At least that’s what Republican Sen. Thom Tillis of North Carolina suggested on Monday during a discussion at the Bipartisan Policy Center. When discussing onerous regulations on business, Tillis brought up hand-washing rules at eateries to illustrate his point.
“I don’t have any problem with Starbucks if they choose to opt out of this policy,” Tillis said, “as long as they post a sign that says, ‘We don’t require our employees to wash their hands after leaving the restroom.’ The market will take care of that.”
“That’s probably one where every business that did that would go out of business,” he noted. “But I think it’s good to illustrate the point that that’s the sort of mentality that we need to have to reduce the regulatory burden on this country.”…
Which caused the audience to laugh, but the senator wasn’t kidding. (To his credit, he did laugh when the moderator closed by saying, “I’m not sure I want to shake your hand…”)
Yes, I know that some of my good friends here also hold libertarian views, but even they should be able to recognize the illogic in what the senator is saying.
Maybe I’m not fully following this, but the senator doesn’t want the nanny government to infringe upon restaurant owners’ freedom to the point of requiring them to require their employees to wash their hands. But he would require (at least, he implies that he would require it) the businesses that opt out of such a requirement to post a sign that, in his own judgment, would ruin those businesses.
Also note that this extreme example of how to do without onerous regulation was not forced upon him.
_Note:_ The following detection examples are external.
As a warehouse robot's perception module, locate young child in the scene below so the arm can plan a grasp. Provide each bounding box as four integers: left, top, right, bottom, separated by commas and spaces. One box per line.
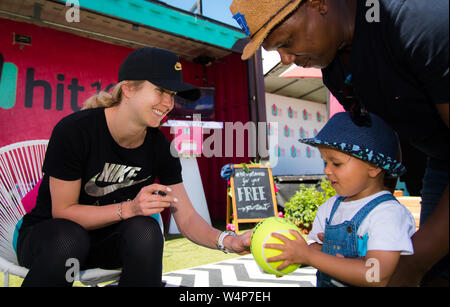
265, 113, 416, 287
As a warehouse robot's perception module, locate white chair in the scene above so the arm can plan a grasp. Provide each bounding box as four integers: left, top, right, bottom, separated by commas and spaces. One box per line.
0, 140, 121, 287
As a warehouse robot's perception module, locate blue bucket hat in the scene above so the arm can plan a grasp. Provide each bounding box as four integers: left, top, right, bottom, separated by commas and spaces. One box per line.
299, 112, 406, 177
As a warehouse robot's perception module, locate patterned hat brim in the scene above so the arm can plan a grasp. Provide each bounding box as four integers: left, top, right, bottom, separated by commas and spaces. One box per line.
299, 138, 406, 177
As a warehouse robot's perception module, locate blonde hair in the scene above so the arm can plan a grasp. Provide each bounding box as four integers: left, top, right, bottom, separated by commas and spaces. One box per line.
81, 81, 145, 110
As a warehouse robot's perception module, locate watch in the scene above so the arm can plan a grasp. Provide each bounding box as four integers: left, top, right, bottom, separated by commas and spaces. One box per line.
217, 231, 237, 254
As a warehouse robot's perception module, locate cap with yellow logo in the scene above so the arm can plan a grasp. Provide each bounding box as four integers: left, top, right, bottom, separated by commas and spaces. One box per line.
118, 47, 200, 100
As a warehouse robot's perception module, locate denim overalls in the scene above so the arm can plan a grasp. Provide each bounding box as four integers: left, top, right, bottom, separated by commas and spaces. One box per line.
317, 194, 397, 287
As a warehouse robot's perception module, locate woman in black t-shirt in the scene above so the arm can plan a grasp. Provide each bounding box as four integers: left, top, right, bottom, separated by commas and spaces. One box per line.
17, 48, 250, 286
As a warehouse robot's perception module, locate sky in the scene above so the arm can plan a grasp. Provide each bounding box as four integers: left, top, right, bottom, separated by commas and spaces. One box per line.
160, 0, 238, 27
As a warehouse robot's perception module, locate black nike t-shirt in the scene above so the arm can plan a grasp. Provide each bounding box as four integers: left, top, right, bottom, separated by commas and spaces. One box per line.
22, 108, 182, 228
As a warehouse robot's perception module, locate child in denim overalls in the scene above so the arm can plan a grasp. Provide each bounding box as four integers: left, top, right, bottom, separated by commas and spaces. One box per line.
266, 113, 415, 287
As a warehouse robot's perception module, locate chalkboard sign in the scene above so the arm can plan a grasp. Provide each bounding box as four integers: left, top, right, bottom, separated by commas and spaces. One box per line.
227, 164, 278, 232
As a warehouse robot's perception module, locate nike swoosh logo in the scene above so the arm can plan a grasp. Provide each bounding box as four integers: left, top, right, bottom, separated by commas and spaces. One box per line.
84, 173, 152, 197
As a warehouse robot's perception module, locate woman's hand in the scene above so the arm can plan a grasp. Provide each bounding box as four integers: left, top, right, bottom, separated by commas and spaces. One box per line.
229, 230, 253, 255
122, 184, 178, 219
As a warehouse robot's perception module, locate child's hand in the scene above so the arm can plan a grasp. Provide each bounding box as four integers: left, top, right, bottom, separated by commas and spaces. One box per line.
264, 230, 309, 270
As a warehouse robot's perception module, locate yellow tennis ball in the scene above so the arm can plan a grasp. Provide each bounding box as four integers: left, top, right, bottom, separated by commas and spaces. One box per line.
250, 217, 300, 276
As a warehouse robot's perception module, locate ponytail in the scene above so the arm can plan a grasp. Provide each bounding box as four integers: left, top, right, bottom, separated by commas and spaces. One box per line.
81, 81, 145, 110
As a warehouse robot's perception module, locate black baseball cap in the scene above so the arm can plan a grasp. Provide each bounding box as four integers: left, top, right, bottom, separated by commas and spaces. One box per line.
119, 47, 200, 100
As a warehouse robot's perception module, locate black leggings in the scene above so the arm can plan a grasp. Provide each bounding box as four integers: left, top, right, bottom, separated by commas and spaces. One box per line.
17, 216, 164, 287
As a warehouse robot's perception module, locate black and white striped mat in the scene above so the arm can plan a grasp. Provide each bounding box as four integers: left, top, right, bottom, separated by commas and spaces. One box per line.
162, 255, 316, 287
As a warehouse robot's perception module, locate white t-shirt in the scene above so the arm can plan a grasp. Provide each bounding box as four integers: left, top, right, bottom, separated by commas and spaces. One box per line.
308, 191, 416, 255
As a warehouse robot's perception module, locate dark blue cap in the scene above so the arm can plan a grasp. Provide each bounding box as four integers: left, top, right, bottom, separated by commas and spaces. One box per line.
118, 47, 200, 100
299, 112, 406, 177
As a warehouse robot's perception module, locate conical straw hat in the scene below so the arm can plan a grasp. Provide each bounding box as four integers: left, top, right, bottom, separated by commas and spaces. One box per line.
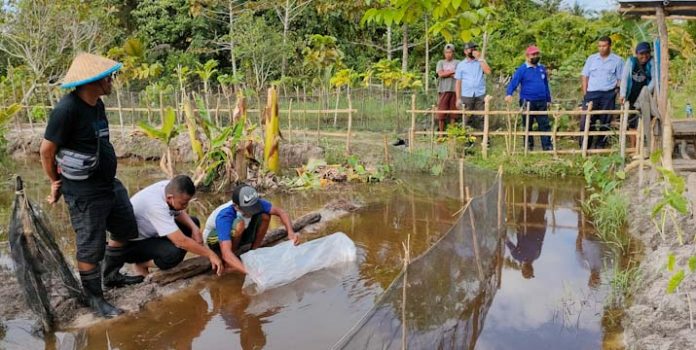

He brought it up as a case that was “good to illustrate the point” he was trying to make.
I also thought it was interesting that he thinks ours is “one of the most regulated nations in the history of the planet.” I didn’t realize that the E.U. was not located on the planet Earth, although sometimes it might seem like it.
All of this said, the senator seems like an affable sort of guy who wants to be reasonable and sound reasonable, but his ideology gets in the way.